The Playa Damas shipwreck already had been declared a National Heritage site by the Panamanian government before Panama signed a UNESCO convention protecting historic shipwrecks. Panama passed legislation in August 2003, based on the UNESCO convention, declaring shipwrecks National Heritage sites. Fitzgerald believes that the site is well protected, in part because the people of Nombre de Dios, near the bay where the wreck was found, support the perservation of the site as well establishment of a local museum where its artifacts could be displayed. Local police officers patrol the area around the site, which by all accounts has not been vandalized..

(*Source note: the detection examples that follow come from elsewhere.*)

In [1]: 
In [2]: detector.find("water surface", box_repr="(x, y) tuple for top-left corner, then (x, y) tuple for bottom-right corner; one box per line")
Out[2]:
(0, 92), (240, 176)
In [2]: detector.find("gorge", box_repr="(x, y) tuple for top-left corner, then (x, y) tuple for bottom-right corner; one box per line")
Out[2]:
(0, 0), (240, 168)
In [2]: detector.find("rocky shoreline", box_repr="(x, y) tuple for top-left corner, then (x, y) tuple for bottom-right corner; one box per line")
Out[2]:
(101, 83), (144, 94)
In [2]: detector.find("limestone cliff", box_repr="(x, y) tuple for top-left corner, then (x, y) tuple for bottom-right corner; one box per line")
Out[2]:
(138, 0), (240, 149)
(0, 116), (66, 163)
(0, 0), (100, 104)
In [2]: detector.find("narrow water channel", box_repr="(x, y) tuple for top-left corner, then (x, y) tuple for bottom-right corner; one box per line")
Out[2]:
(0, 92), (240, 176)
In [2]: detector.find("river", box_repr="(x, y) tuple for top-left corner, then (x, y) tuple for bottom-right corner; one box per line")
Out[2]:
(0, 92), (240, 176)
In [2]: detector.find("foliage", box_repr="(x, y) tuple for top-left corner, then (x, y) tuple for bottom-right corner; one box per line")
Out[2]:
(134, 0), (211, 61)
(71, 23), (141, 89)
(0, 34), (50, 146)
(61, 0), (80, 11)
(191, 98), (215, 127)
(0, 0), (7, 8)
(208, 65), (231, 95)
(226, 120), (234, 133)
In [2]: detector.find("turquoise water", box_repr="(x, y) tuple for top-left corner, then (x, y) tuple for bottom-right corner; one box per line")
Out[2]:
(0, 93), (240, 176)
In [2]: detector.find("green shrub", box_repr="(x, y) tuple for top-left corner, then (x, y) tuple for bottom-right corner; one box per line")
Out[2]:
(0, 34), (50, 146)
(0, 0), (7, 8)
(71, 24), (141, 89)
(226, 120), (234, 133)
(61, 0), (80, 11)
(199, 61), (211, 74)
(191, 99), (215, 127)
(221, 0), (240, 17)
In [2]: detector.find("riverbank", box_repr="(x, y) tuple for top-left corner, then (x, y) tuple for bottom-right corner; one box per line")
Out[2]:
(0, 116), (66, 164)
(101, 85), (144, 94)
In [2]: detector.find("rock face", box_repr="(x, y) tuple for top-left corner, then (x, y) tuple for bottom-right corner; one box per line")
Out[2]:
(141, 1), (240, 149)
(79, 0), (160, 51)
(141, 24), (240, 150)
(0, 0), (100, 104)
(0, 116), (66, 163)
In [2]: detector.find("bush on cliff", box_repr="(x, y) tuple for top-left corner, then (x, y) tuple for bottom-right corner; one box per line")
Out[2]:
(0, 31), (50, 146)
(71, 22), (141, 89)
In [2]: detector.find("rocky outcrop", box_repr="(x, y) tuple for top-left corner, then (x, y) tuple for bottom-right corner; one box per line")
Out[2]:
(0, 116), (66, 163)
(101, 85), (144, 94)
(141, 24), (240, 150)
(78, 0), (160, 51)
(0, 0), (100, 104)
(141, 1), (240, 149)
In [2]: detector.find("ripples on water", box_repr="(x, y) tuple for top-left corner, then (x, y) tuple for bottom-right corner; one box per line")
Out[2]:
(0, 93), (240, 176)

Recovery of artifacts from the wreck by IMDI in 2001 was documented by a video now shown on The Archaeology Channel website at http://www.archaeologychannel.org. However, Fitzgerald says that Panama never gave IMDI a written permit to excavate or salvage the site, but instead granted verbal permission to salvage individual artifacts that were thought to be threatened by theft. An apparent misunderstanding regarding the granted pemission threatened a confrontation between IMDI and INAC, the Panamanian government agency responsible for heritage sites in Panama
INA archaeologist Dr. Castro, in an interview with Dr. Pettigrew, explained that INA is interested in this shipwreck because it looks like an early 16th century Spanish shipwreck and “we nautical archaeologists know very little about early 16th century Spanish shipbuilding and find it immensely interesting as a scientific subject.” Castro went on to explain that “ships are very important artifacts of the Age of Discovery. Most of them have been ripped apart by treasure hunters in search of valuable artifacts to be sold at auction. This is a great opportunity to analyze the state of this complex technology that is so poorly understood, the technology used to build Columbus ships, as well as Vasco da Dama, Magellan, etc.” Castro said that he would like to make a “full, scientific, pristine, state of the art excavation of this shipwreck, treat all the artifacts, not just the ones with market value, train my students together with a team of South American students, and publish it in a manner that allows the world, including the scholarly world and the general public, to enjoy our discoveries.” INA previously has excavated numerous historic shipwrecks in the Caribbean, the Mediterranean and elsewhere in the world.
Fitzgerald considers this important site a test case for the new cultural preservation laws in Panama. In his view, the proposed collaborative agreement for research on the Playa Damas wreck will help establish a new approach toward underwater heritage sites in Panama that will benefit the people of Panama and the world rather than a few individuals seeking to profit from discoveries.